From: Martz (martz@martz.demon.co.uk)
Date: Tue Feb 25 1997 - 16:30:41 MST
On Tue, 25 Feb 1997, Erik Moeller <flagg@oberberg-online.de> wrote:
>Hello everyone,
>
>2 million British children suffer from the effects of malnutrition. A
>British study ("The Hunger within") shows that this is mainly a
>consequence of the cancellation of state subvention. This is another
>step to a more and more liberated economy (less state intervention) --
>and those children, yeah, at least now they can freely decide if they
>want to eat or not! The only thing that surprises me is that so many
>decide not to eat. Stupid children.
The problem here is that the state has spent so long nursing and
nannying people that they are unprepared for the responsibility of doing
it themselves. This is made worse by virtue of it being a withdrawal of
previously extant income. Correct me if I'm wrong, but don't most
species have mechanisms to adapt to lean times? If food is short,
reproduction decreases; smaller broods and less of them. It is
unfortunate that these people find themselves in a situation of sudden
deprivation, their reproductive decisions (conscious or not) were made
based on an energy supply of x. They now find themselves with x/2.

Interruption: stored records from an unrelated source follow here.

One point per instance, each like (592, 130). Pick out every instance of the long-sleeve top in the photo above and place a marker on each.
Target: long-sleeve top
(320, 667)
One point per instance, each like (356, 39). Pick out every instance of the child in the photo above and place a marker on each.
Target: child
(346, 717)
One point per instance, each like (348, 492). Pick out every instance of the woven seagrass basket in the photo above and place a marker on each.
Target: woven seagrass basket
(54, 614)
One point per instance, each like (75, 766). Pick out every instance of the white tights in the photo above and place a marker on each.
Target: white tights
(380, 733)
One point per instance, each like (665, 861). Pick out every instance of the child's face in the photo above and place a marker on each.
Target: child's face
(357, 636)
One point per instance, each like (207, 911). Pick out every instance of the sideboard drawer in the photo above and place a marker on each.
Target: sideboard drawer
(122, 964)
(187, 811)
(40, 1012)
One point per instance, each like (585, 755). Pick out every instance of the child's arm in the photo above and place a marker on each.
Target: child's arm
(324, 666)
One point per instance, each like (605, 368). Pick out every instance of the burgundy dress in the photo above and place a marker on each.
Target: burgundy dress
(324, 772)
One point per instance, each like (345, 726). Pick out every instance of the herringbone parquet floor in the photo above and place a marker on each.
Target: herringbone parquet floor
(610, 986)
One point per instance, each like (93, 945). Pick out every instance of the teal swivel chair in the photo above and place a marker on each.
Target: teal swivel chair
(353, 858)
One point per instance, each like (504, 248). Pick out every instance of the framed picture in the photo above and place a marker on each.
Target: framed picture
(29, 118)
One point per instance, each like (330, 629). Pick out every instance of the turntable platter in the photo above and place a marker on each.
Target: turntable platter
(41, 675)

Result? A problem. Our particularly long nurturing period (inception to
the point where the offspring can sustain itself to a significant degree
- artificially inflated in todays western society) doesn't help. Most
species would suffer perhaps a year, perhaps less, of hungry offspring
and more mouths to feed than there was food to go around. We're not so
lucky, with perhaps 15 years to get through.
These families have my sympathy, and if people I knew (friends, family,
neighbours) found themselves in this situation I might be prepared to
help out financially if I could, but that is a decision only *I* can
make. I cannot make it for the guy down the road who's in gainful
employment paying taxes to support someone elses children when he has
trouble keep a roof over the heads of his own family. You may not be
aware of it but in the current welfare structure in Britain it can be
financially advantageous *not* to work (I expect to take a *lot* of
flack for that one 8).
So what do you propose? To perpetuate a problem? To treat the symptoms
instead of the disease? That's like using a sticking plaster to cover a
gaping wound. It's unsustainable and it's unfair and IMHO it should
never have happened. Unfortunately it did and there's nothing we can do
to change that. We *can* try to make things better for the future
though. I'm not saying that the welfare system is being dismantled in
the kindest manner possible, or even the most rational, but I back the
*principle* wholeheartedly.
Right. Time to don the Kevlar and await the inevitable.